Sheba no se movió. Se mantuvo tan serena como si estuviera asistiendo a un cóctel mientras Alex agitaba el látigo una y otra vez, rompiendo un trocito de rollo cada vez. Poco a poco, lo fue acortando hasta que sólo quedó el cabo entre los labios de la mujer.

En ese momento lo cogió y se lo tendió a Daisy.

– Ahora veamos cómo lo haces tú.

Daisy reconocía un reto cuando lo veía, pero esa gente se había criado tentando al peligro. Ella no tenía que demostrar su valor, sentía que ya lo había hecho cuando se había enfrentado a Tater.

– Quizás en otro momento.

Alex suspiró y bajó el látigo.

– Sheba, esto no funciona. Continuaré haciendo el número yo solo.

– ¿Te tiene dominado, Alex? Cinco generaciones de sangre circense y le has dado el nombre de Markov a alguien que no tiene valor para entrar en la pista central contigo.

Los ojos verdes de Sheba se oscurecieron con desprecio cuando miró a Daisy.

– No te estamos pidiendo que andes por la cuerda floja ni que montes a pelo. Lo único que tienes que hacer es estar allí de pie. Pero ni siquiera eres capaz de hacerlo, ¿verdad?

– Lo siento, pero no valgo para esto.

– ¿Y para qué vales entonces?

Alex dio un paso adelante.

– Ya basta. Daisy se ha encargado de los animales aunque no tendría por qué haberlo hecho, y están en mejores condiciones que nunca.

– No la defiendas. -Daisy sintió el impacto de los ojos de Sheba con la misma intensidad que si fuera el impacto del látigo. -¿Sabes algo de la familia Markov?

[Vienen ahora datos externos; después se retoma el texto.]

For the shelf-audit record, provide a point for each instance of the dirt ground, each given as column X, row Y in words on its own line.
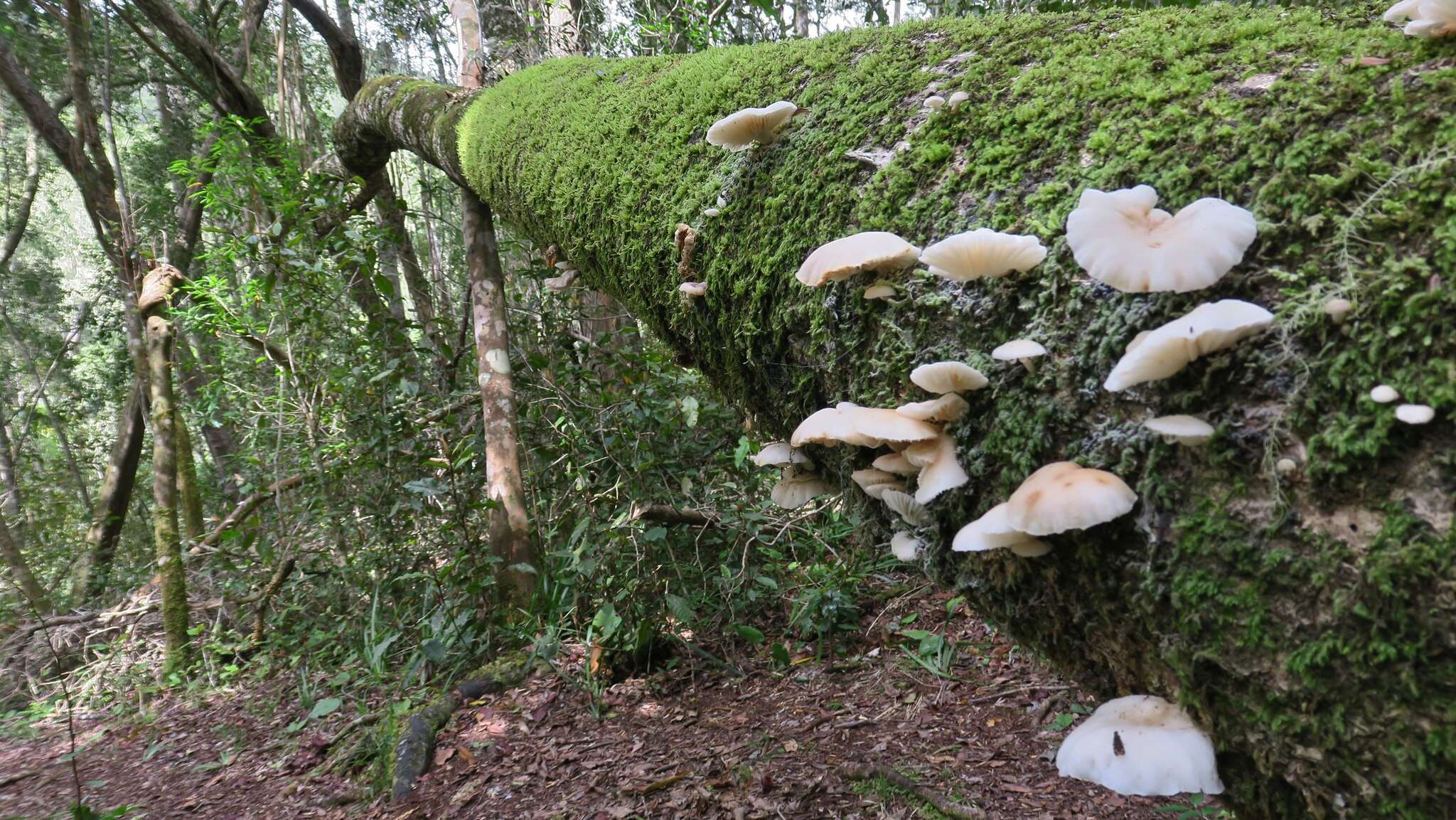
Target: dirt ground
column 690, row 742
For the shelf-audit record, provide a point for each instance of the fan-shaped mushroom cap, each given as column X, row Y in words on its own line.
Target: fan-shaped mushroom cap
column 797, row 489
column 1140, row 745
column 904, row 547
column 781, row 453
column 1064, row 497
column 948, row 378
column 1429, row 18
column 868, row 251
column 1018, row 350
column 992, row 532
column 941, row 472
column 1414, row 414
column 982, row 252
column 743, row 129
column 1121, row 239
column 909, row 510
column 1169, row 348
column 948, row 407
column 875, row 482
column 894, row 464
column 1383, row 393
column 1181, row 429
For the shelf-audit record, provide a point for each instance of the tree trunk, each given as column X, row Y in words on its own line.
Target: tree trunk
column 1303, row 618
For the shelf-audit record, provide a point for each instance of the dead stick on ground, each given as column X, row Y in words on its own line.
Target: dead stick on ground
column 939, row 802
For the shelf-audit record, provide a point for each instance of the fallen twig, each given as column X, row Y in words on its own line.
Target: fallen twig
column 936, row 800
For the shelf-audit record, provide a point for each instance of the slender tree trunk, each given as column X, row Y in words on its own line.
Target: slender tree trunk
column 510, row 532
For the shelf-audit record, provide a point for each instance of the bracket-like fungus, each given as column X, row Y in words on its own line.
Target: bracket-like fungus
column 1169, row 348
column 1181, row 429
column 797, row 489
column 948, row 407
column 941, row 472
column 947, row 378
column 776, row 453
column 1415, row 414
column 1064, row 497
column 1022, row 351
column 909, row 510
column 980, row 254
column 1123, row 240
column 1429, row 18
column 992, row 532
column 1140, row 745
column 868, row 251
column 743, row 129
column 904, row 547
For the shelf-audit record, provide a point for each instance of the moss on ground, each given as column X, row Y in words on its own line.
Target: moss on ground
column 1321, row 659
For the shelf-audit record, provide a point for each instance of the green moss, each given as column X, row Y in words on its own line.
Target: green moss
column 1282, row 635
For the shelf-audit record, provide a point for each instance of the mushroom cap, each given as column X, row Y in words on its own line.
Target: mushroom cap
column 894, row 464
column 948, row 407
column 743, row 129
column 947, row 378
column 1017, row 350
column 904, row 547
column 909, row 510
column 1383, row 393
column 1121, row 239
column 1140, row 745
column 941, row 474
column 1181, row 429
column 990, row 532
column 1064, row 496
column 1415, row 414
column 1169, row 348
column 982, row 252
column 875, row 482
column 781, row 453
column 868, row 251
column 797, row 489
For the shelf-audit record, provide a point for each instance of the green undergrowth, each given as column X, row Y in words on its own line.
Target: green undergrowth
column 1290, row 640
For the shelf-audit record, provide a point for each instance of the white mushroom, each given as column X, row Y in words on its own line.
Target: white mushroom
column 904, row 547
column 797, row 489
column 1428, row 18
column 982, row 252
column 1383, row 393
column 948, row 407
column 992, row 532
column 1064, row 497
column 1019, row 350
column 1169, row 348
column 947, row 378
column 1123, row 240
column 1140, row 745
column 1181, row 429
column 868, row 251
column 1415, row 414
column 743, row 129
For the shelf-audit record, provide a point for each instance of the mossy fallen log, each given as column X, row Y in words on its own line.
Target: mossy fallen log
column 1307, row 618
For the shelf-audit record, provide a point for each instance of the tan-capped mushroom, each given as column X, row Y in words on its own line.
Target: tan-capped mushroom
column 982, row 254
column 1169, row 348
column 947, row 378
column 868, row 251
column 743, row 129
column 1065, row 496
column 1121, row 239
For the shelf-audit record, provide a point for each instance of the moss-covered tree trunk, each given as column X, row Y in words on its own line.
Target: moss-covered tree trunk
column 1305, row 618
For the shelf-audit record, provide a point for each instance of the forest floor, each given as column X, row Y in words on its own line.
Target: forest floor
column 690, row 742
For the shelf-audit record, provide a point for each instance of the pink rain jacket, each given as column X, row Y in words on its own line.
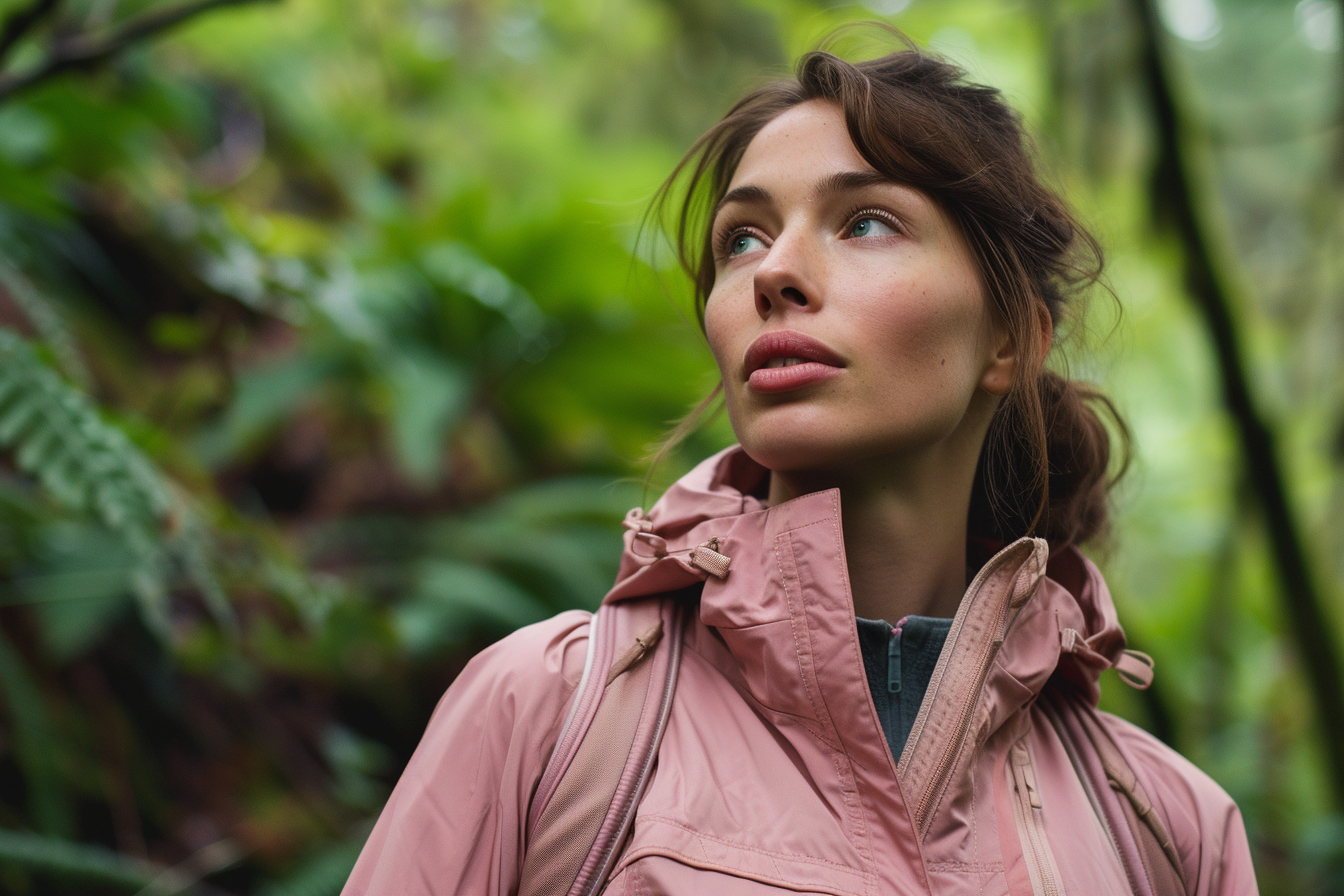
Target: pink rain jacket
column 774, row 775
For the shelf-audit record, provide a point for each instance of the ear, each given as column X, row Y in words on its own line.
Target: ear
column 1001, row 370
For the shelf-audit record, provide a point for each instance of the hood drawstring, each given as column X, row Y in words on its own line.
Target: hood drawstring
column 706, row 556
column 703, row 556
column 1133, row 666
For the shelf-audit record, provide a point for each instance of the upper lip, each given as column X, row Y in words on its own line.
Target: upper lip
column 788, row 344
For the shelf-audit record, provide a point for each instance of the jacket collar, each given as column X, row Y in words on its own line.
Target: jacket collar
column 785, row 611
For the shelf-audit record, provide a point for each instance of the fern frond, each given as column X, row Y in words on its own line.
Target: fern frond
column 89, row 466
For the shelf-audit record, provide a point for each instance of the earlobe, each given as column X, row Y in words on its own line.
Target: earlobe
column 1001, row 370
column 1003, row 367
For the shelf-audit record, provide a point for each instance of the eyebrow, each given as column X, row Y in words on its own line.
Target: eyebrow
column 837, row 183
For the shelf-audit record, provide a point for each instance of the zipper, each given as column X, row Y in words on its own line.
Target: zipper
column 949, row 754
column 1031, row 829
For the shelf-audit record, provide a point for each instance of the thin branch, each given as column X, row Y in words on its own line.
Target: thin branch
column 20, row 22
column 1175, row 203
column 85, row 51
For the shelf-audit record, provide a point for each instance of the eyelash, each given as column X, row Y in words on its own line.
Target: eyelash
column 723, row 242
column 868, row 211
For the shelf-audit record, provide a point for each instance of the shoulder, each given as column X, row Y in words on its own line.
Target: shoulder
column 523, row 680
column 1204, row 822
column 460, row 808
column 546, row 654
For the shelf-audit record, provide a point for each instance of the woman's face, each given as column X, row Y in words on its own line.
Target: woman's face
column 847, row 316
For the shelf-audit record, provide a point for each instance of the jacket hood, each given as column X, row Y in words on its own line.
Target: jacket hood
column 1065, row 625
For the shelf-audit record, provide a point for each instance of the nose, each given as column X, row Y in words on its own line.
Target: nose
column 786, row 277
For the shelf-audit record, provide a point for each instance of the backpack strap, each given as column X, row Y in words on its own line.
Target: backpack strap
column 586, row 798
column 1145, row 846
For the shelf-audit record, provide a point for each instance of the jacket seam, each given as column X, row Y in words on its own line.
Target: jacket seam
column 768, row 853
column 797, row 645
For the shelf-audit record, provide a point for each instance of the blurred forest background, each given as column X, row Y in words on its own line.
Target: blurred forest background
column 328, row 351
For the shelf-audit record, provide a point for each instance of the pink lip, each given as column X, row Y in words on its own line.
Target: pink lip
column 819, row 362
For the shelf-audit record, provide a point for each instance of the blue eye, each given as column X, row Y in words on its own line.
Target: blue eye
column 742, row 242
column 871, row 226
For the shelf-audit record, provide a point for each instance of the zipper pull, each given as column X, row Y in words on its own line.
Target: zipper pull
column 894, row 661
column 1028, row 775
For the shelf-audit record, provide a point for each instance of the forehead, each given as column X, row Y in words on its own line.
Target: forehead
column 800, row 144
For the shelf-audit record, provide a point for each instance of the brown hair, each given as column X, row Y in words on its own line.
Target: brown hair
column 1043, row 468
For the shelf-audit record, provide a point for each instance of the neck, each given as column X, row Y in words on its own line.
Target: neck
column 905, row 533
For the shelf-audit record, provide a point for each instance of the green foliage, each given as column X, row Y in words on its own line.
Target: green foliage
column 323, row 336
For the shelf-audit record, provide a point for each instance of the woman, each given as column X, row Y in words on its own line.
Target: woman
column 880, row 278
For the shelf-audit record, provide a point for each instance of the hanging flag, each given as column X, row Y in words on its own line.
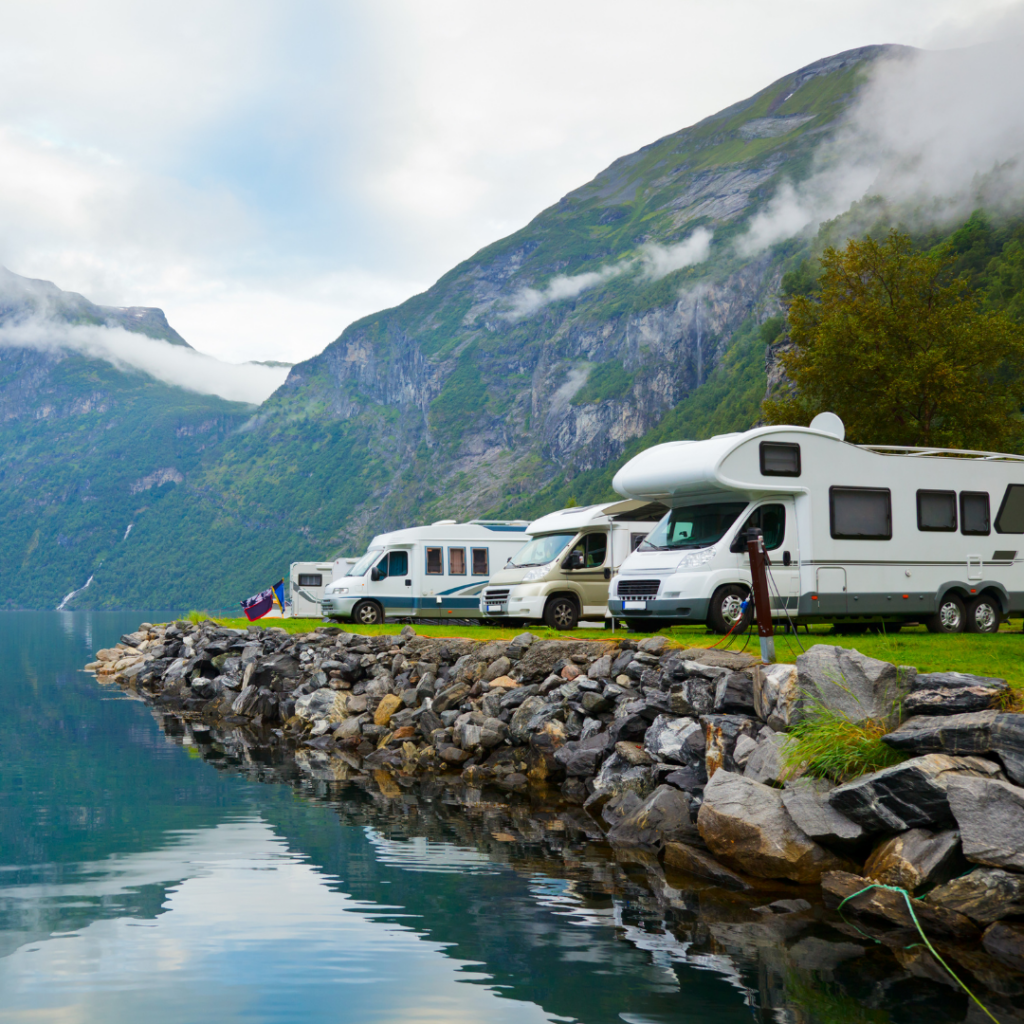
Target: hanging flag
column 257, row 606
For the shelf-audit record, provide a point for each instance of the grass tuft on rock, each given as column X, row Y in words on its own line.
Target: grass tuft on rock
column 830, row 745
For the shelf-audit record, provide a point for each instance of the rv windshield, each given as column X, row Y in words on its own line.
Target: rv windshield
column 541, row 551
column 363, row 565
column 693, row 526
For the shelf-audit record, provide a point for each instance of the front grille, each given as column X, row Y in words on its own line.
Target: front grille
column 638, row 588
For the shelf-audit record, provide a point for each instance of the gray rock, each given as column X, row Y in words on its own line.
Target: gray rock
column 986, row 894
column 721, row 734
column 662, row 817
column 911, row 795
column 995, row 732
column 745, row 823
column 915, row 859
column 990, row 816
column 848, row 682
column 765, row 763
column 952, row 693
column 806, row 802
column 677, row 740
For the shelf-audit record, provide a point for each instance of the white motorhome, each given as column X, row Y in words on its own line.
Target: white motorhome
column 857, row 535
column 562, row 574
column 434, row 571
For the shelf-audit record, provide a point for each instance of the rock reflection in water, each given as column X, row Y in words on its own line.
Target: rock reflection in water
column 599, row 926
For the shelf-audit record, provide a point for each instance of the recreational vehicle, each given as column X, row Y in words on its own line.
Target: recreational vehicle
column 856, row 534
column 562, row 574
column 434, row 571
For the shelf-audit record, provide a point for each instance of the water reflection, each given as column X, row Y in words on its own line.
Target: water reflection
column 145, row 870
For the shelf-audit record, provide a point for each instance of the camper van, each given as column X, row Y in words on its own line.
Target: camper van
column 434, row 571
column 562, row 574
column 857, row 535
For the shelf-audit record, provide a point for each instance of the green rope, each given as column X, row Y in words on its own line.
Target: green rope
column 921, row 932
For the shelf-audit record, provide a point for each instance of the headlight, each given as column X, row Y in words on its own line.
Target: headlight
column 694, row 559
column 537, row 572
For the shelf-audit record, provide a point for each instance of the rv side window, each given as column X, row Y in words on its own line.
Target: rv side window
column 1011, row 515
column 770, row 519
column 974, row 513
column 860, row 513
column 779, row 459
column 937, row 510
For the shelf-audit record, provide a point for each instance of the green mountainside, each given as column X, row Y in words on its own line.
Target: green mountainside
column 510, row 387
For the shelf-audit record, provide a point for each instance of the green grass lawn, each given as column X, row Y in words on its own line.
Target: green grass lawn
column 998, row 654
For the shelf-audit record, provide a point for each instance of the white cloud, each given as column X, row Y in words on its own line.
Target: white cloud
column 127, row 350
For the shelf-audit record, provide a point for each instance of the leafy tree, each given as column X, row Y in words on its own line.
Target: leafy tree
column 902, row 351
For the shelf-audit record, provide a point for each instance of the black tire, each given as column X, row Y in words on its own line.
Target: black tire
column 561, row 613
column 368, row 613
column 983, row 614
column 724, row 613
column 951, row 616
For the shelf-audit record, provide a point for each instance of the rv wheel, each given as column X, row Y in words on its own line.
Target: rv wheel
column 726, row 612
column 368, row 613
column 983, row 614
column 560, row 613
column 950, row 617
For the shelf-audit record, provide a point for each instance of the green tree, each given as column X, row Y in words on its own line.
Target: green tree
column 902, row 351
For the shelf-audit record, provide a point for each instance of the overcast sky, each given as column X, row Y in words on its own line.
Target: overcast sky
column 266, row 172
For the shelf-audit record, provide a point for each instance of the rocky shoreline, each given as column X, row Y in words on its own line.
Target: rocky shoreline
column 669, row 755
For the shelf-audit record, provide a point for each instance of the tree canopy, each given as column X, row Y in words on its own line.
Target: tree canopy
column 902, row 351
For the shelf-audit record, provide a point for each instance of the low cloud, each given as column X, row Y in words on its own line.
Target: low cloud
column 171, row 364
column 938, row 133
column 653, row 262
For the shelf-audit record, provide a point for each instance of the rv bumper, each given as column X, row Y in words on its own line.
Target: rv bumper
column 679, row 609
column 338, row 607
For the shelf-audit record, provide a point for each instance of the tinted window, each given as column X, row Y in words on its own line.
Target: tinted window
column 770, row 519
column 974, row 513
column 860, row 513
column 693, row 526
column 1011, row 516
column 779, row 459
column 937, row 510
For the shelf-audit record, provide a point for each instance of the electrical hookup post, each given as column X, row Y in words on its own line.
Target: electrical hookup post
column 762, row 602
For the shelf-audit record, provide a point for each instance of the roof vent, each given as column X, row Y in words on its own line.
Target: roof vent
column 828, row 423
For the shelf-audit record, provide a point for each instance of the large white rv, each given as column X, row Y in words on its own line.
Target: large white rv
column 434, row 571
column 562, row 574
column 857, row 535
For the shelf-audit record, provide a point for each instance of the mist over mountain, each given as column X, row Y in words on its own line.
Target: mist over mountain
column 642, row 306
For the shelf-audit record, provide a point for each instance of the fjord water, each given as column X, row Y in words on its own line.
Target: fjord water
column 141, row 880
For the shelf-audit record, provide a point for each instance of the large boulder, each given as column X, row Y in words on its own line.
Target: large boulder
column 745, row 824
column 995, row 732
column 986, row 894
column 662, row 817
column 911, row 795
column 847, row 682
column 952, row 693
column 990, row 816
column 915, row 859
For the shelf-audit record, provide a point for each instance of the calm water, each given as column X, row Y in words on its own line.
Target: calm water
column 144, row 878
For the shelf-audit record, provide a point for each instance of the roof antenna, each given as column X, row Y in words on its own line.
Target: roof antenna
column 828, row 423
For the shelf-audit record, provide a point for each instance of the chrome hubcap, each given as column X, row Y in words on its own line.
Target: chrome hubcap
column 732, row 609
column 949, row 616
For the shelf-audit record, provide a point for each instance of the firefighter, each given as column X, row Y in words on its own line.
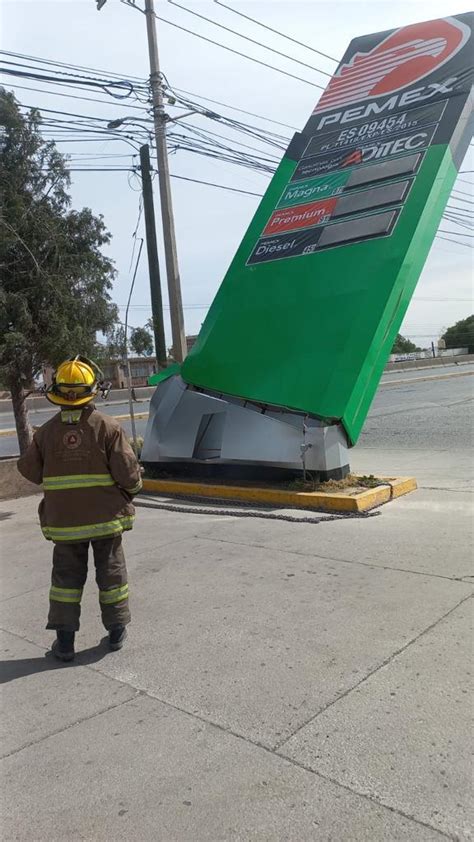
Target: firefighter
column 90, row 475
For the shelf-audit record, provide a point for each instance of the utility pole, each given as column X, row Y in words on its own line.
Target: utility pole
column 153, row 265
column 169, row 236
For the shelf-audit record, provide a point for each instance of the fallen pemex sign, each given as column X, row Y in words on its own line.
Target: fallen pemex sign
column 292, row 350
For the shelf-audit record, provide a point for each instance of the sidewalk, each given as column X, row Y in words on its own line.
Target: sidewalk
column 281, row 681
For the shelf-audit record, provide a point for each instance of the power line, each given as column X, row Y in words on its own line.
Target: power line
column 233, row 108
column 73, row 96
column 441, row 231
column 247, row 38
column 467, row 245
column 79, row 80
column 275, row 31
column 238, row 53
column 106, row 73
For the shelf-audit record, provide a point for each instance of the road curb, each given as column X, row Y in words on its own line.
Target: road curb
column 322, row 500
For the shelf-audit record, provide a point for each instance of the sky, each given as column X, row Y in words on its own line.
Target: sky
column 210, row 222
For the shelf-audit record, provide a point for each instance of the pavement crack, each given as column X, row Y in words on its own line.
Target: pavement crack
column 71, row 725
column 385, row 662
column 332, row 558
column 275, row 753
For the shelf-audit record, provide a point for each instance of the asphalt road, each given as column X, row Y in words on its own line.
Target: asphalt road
column 433, row 411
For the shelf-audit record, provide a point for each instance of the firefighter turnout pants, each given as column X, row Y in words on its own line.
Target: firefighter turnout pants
column 69, row 577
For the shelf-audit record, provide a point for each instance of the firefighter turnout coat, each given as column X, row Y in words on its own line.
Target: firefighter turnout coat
column 89, row 474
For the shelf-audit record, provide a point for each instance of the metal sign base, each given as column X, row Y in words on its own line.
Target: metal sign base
column 193, row 432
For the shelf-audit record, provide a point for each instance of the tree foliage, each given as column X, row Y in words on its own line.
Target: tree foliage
column 141, row 342
column 114, row 347
column 403, row 345
column 56, row 282
column 461, row 335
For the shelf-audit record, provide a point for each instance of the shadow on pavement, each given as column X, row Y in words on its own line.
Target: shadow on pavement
column 21, row 667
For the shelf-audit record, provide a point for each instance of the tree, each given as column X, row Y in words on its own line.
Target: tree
column 461, row 335
column 141, row 342
column 55, row 290
column 114, row 348
column 403, row 345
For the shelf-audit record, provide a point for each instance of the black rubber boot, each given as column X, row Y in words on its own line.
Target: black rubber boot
column 117, row 636
column 63, row 646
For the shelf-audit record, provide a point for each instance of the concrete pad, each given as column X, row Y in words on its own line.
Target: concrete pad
column 445, row 470
column 350, row 500
column 254, row 640
column 400, row 537
column 41, row 696
column 416, row 711
column 117, row 777
column 25, row 557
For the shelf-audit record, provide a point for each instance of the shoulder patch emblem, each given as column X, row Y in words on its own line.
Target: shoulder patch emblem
column 72, row 440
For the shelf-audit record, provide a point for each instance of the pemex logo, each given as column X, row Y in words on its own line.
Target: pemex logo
column 404, row 57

– Alex no me ha hablado mucho de su pasado. -Y tampoco le había hablado mucho de su presente. Cada vez que intentaba preguntarle por la vida que llevaba fuera del circo, él cambiaba de tema. Sospechaba que había ido a la universidad y que la medalla esmaltada que llevaba colgada del cuello era una reliquia familiar, pero nada más.

– Déjalo, Sheba -le advirtió él.

Ella no le hizo caso y sostuvo la mirada de Daisy con firmeza.

– Los Markov son una de las familias más famosas en la historia del circo. La madre de Alex era la mejor montando a pelo. Alex podría haber sido un campeón ecuestre de no ser por su altura.

– A Daisy no le importa nada de eso -dijo él.

– Sí que me importa. Continúa, Sheba.